On the heels of a state Supreme Court decision banning the distribution of abortion-inducing drugs, women are now told to "prepare for other options."

A three-year battle over reproductive rights in North Dakota suffered a blow Wednesday when the Red River Women's Clinic, the only center of its kind in the state, announced that it will no longer administer medical abortions. The statement came less than 24 hours after a state Supreme Court ruling upheld a 2011 bill that restricted such drugs. Medical abortions comprise roughly 20 percent of the 1,200 carried out annually.

Tammy Kromenaker, the clinic's director, told the Associated Press that she has advised her staff to stop prescribing mifepristone and misoprostol, FDA-approved abortion and stomach ulcer drugs, respectively, that have been available at the clinic to women pregnant for up to 63 days.

Kromenaker added that eight women had been scheduled for medical abortions this week, were informed of the new policy, and advised to seek out alternative care. Red River continues to offer surgical abortions for women who have been pregnant for as many as 16 weeks.

North Dakota's recent history is wrought with challenges to abortion access. In March 2013, Gov. Jack Dalrymple supported a law that prohibited abortions after a fetal heartbeat could be detected through a transvaginal probe. The law took effect in August, but was appealed by state attorneys in December.
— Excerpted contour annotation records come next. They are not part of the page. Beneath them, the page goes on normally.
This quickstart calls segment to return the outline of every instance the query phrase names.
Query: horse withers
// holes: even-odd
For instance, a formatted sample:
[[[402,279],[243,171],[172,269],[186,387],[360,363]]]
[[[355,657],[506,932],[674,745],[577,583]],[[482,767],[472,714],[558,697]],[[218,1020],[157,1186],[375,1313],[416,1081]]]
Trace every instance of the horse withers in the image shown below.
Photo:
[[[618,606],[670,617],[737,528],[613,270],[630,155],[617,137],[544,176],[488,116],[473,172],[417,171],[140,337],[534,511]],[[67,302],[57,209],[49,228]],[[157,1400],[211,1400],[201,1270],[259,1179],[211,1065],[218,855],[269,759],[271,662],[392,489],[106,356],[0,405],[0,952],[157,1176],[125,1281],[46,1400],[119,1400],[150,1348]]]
The Center for Reproductive Rights, based in New York, has advocated on behalf of the Red River Women's Clinic since the 2011 ruling, and again issued a statement condemning yesterday's decision. The center's CEO, Nancy Northup, said in a press release that the "politicians pushing for these unconstitutional and downright dangerous restrictions have had only one goal in mind: prevent North Dakota women—whom already face incredible obstacles to the severely limited reproductive health care services in their state—from exercising their legal right to abortion."

Both Kromenaker and Northup have hinted at the possibility of further legal action against the court's ruling, though Kromenaker told the AP that her decision to halt medical abortions was made with her staff in mind.

"I didn't want to put any staff in jeopardy," she said.

For now, the homepage of the Red River Women's Clinic website reads: "Abortion is STILL legal in the state of North Dakota. Red River Women's Clinic is OPEN, available for appointments and LEGALLY performing abortions in the state of North Dakota."

CORRECTION: All eight women who had scheduled medical abortions at Red River Women's Clinic are technically eligible for surgical abortions. An earlier version of this post stated that this number was unclear.